WASHINGTON – The only bipartisan bill coming out of Congress these days is the one we're leaving to future generations to pay back.
And it's getting bigger all the time.
Proof came quietly last week, when the Trump administration released its mid-session review of the federal budget. The bottom line was that the federal deficit will top $1 trillion in fiscal 2019 – nearly double what the tax-cutting Trump administration had previously promised.
"This is a striking acknowledgement following almost two years of claims that economic growth unleashed by these policies will wipe deficits away," noted Maya MacGuineas, president of the Committee for a Responsible Federal Budget.
The Trump administration still argues that last year's tax cuts (and maybe more to come) will unleash such economic growth that the deficit will start shrinking in the coming years, to a mere $363 billion in fiscal 2028.
Practically no other budget geek in Washington projects that. The Congressional Budget Office projects the 2028 deficit to be more than $1.5 trillion – more than four times what the Trumpsters estimate. And the nation's lonely beacons of fiscal responsibility – MacGuineas' group, the Peter G. Peterson Foundation and the Concord Coalition – all saw the Trump administration's deficit report and responded by issuing dire warnings.
How bad are things? Take a look at the chart above. It shows that public debt, as a share of the economy, is already the highest it's been since around 1950, when America was still paying off its bills from World War II and its aftermath. And it shows that public debt is projected to rise steadily for the next 30 years.
That's partly because Social Security and Medicare are both on unsustainable paths, and partly because the Trump administration and Congress have made things markedly worse in the past two years.
Republicans, of course, insisted on a tax cut that has reduced corporate tax receipts to their lowest level in 75 years.
And congressional Democrats, led by Senate Minority Leader Charles E. Schumer of New York, won $131 billion in domestic spending increases in a two-year budget deal that Trump groused about but signed. That's three times more than the domestic spending increase in a similar two-year budget deal signed a few years ago by then-President Barack Obama.
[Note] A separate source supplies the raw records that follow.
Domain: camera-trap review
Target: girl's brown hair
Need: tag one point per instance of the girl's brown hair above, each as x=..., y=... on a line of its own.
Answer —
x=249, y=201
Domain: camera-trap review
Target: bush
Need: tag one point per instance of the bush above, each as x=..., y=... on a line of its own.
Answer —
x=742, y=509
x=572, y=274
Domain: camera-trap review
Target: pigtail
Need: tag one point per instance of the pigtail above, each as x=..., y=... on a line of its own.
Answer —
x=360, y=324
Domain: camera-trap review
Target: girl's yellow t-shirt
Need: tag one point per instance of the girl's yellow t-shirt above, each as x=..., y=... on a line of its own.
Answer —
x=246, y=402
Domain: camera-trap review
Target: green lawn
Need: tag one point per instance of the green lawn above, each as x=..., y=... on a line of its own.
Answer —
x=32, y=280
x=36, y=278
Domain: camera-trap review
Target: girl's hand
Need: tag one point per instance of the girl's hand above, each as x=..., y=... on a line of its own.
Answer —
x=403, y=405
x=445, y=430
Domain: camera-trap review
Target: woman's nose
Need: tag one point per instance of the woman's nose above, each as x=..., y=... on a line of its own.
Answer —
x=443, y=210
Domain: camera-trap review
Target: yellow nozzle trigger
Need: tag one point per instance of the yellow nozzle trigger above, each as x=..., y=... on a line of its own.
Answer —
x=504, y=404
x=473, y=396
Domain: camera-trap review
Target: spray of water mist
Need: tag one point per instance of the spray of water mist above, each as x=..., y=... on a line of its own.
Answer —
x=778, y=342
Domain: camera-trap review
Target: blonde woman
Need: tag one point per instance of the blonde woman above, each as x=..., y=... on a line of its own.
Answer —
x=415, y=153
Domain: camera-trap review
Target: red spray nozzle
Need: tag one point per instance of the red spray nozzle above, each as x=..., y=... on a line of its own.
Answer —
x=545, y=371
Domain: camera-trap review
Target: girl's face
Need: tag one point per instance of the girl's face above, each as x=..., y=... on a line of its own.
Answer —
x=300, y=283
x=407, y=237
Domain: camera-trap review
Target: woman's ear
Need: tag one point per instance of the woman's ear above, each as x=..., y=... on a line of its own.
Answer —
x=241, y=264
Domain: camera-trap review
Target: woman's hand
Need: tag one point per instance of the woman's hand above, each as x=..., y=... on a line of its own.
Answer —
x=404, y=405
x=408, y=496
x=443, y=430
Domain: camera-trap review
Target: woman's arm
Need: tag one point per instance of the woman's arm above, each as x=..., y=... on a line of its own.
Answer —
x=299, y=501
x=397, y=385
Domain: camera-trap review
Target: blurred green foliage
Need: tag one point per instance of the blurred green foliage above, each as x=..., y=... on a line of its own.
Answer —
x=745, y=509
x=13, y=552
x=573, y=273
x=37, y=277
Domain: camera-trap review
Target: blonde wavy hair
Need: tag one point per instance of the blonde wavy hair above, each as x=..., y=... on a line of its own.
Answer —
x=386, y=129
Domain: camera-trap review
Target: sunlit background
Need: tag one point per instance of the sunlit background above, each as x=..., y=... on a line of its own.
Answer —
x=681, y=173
No one with any power is working to fix Social Security and Medicare, and no one is likely to tamper with the tax cuts or spending increases. In a largely stalemated Congress, the status quo is usually the easiest way out, so it's likely there will be no significant tax hikes or spending cuts to reduce the deficit anytime soon.
But Republicans aren't satisfied with the status quo. They want to cut taxes even more. They've proposed what they call "Tax Reform 2.0," largely a series of reforms aimed at giving Americans tax breaks to save for retirement and for their children's education.
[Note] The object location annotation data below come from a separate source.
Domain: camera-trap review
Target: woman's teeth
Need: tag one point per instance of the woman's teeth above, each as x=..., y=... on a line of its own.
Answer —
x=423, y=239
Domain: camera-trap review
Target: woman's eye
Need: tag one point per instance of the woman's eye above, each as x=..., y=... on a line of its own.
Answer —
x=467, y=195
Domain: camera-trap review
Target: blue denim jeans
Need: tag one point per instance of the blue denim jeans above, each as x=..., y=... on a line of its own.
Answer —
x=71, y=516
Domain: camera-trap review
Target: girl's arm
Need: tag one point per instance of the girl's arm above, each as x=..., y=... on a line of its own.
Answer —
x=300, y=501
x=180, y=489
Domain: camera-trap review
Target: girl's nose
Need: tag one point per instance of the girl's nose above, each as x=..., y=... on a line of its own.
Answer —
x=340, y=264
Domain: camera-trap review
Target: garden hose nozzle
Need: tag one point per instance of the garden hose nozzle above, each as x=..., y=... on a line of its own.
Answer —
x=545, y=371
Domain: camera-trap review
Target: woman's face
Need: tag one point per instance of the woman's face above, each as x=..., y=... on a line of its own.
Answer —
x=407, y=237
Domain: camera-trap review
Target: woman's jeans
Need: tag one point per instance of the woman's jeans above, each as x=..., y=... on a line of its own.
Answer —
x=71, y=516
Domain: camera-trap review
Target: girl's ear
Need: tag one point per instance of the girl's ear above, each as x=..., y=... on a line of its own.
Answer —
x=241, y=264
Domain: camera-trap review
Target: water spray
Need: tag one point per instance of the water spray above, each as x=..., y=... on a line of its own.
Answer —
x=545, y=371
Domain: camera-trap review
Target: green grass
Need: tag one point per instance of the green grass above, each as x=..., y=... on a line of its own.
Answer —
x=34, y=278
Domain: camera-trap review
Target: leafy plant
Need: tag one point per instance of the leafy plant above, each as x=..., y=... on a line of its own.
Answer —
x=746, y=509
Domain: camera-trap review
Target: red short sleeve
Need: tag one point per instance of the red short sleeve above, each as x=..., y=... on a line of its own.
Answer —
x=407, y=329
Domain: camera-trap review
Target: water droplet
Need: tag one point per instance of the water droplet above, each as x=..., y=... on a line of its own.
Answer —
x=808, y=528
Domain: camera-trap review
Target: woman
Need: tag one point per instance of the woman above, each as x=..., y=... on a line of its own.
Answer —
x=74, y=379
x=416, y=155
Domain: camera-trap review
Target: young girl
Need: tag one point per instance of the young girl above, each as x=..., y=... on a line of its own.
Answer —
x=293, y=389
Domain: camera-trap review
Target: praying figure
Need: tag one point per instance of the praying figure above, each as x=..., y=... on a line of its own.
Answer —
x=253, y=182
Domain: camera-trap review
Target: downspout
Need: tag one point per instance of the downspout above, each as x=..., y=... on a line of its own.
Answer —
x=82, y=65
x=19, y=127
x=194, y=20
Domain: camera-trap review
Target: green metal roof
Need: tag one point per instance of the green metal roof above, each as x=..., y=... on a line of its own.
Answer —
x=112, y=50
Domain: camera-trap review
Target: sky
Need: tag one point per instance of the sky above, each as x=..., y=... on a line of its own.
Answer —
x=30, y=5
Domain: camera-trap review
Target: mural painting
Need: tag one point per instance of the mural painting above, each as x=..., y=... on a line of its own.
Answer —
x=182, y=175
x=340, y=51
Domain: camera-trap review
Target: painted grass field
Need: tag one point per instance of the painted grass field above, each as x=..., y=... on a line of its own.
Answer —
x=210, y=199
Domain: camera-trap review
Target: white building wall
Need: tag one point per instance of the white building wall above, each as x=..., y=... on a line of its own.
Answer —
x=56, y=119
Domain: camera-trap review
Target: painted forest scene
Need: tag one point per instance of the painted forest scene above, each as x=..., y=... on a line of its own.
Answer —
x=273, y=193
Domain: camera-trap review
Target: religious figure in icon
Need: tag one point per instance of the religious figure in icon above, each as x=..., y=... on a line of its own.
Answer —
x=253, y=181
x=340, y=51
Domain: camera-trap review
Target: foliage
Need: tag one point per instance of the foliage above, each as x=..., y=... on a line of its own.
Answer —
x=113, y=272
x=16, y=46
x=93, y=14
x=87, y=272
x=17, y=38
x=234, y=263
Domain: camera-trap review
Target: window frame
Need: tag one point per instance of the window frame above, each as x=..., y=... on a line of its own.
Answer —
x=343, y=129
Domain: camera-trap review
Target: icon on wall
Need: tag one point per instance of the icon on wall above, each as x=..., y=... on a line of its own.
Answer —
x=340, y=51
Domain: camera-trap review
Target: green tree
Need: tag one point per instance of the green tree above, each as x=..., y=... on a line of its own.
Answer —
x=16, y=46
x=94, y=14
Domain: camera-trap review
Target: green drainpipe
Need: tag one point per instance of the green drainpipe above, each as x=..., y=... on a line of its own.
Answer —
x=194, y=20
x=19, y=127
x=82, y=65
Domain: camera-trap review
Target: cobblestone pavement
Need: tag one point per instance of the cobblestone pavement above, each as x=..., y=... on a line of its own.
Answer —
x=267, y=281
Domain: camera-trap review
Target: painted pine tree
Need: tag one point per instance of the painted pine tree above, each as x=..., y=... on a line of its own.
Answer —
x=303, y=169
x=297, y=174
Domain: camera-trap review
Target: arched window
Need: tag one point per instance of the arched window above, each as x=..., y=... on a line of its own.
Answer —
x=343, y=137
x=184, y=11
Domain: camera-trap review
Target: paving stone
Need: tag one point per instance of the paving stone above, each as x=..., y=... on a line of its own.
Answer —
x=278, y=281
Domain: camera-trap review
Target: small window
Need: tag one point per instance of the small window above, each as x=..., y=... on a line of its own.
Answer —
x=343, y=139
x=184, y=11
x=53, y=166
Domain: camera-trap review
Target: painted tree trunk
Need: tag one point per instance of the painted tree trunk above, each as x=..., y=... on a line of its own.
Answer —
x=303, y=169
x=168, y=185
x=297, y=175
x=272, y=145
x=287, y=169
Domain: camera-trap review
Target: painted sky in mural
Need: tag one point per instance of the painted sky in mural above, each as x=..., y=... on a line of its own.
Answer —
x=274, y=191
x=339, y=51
That may be a noble notion, but it's also an expensive one.
"Last year’s tax legislation did major damage to our fiscal outlook — adding trillions to our national debt," said Michael A. Peterson, chairman and CEO of the Peterson Foundation. "After this irresponsible policy, it’s especially disappointing that lawmakers are looking to dig the hole even deeper."
More debt means Americans have to pay more interest on the debt. In fact, according to the Committee for a Responsible Federal Budget, American taxpayers will spend more on interest than it does on Medicaid – the federal-state health care plan for the poor – by 2021. And by 2024, we'll pay more on interest than we do for defense.
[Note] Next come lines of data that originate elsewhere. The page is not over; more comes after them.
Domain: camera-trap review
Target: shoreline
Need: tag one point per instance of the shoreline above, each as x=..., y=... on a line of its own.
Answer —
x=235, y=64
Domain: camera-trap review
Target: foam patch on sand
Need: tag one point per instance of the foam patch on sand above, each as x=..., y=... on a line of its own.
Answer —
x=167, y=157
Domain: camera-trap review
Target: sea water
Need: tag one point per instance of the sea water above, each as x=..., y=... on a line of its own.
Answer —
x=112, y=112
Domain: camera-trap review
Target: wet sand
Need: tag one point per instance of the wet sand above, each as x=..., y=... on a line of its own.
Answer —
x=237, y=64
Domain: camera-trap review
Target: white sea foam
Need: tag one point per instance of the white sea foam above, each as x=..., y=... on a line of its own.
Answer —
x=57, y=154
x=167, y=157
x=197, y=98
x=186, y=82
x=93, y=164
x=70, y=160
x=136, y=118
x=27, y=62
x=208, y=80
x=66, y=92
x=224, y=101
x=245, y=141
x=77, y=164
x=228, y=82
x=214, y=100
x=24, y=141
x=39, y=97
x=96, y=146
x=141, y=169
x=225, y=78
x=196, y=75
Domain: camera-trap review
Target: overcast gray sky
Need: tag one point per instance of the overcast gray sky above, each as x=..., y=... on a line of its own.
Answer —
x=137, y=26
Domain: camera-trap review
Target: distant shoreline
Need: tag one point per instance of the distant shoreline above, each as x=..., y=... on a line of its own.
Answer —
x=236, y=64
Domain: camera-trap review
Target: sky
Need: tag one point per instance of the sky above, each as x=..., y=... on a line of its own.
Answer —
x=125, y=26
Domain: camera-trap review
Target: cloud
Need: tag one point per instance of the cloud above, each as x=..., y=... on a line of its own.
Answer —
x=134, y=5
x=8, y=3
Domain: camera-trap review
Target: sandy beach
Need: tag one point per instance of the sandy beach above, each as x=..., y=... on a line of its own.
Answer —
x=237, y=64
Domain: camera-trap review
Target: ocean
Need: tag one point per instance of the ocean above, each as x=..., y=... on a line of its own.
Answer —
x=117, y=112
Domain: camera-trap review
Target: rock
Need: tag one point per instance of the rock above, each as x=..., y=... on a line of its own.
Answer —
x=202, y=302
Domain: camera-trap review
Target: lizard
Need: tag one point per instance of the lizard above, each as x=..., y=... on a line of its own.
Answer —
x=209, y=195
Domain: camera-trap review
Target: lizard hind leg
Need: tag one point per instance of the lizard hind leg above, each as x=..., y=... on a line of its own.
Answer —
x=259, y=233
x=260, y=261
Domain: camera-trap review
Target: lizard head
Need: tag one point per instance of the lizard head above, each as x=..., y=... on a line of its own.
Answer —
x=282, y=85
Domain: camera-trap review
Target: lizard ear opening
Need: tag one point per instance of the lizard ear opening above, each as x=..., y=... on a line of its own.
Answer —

And someday, experts predict, interest payments on the debt will start to squeeze out funding for practically every other federal priority you can think of.
"It will slowly strangle us," said Henry Paulson, the Republican Treasury secretary who led the George W. Bush administration's response to the Great Recession. "It will squeeze out all sorts of things we need to do."
And that includes responding to future recessions with spending aimed at stimulating the economy.
Which is why the budget hawks at the Concord Coalition recently tweeted: "While federal deficits may be necessary to help pull the country out of recessions, it is irresponsible for the government to be running large deficits – let alone raising them – during strong economic times."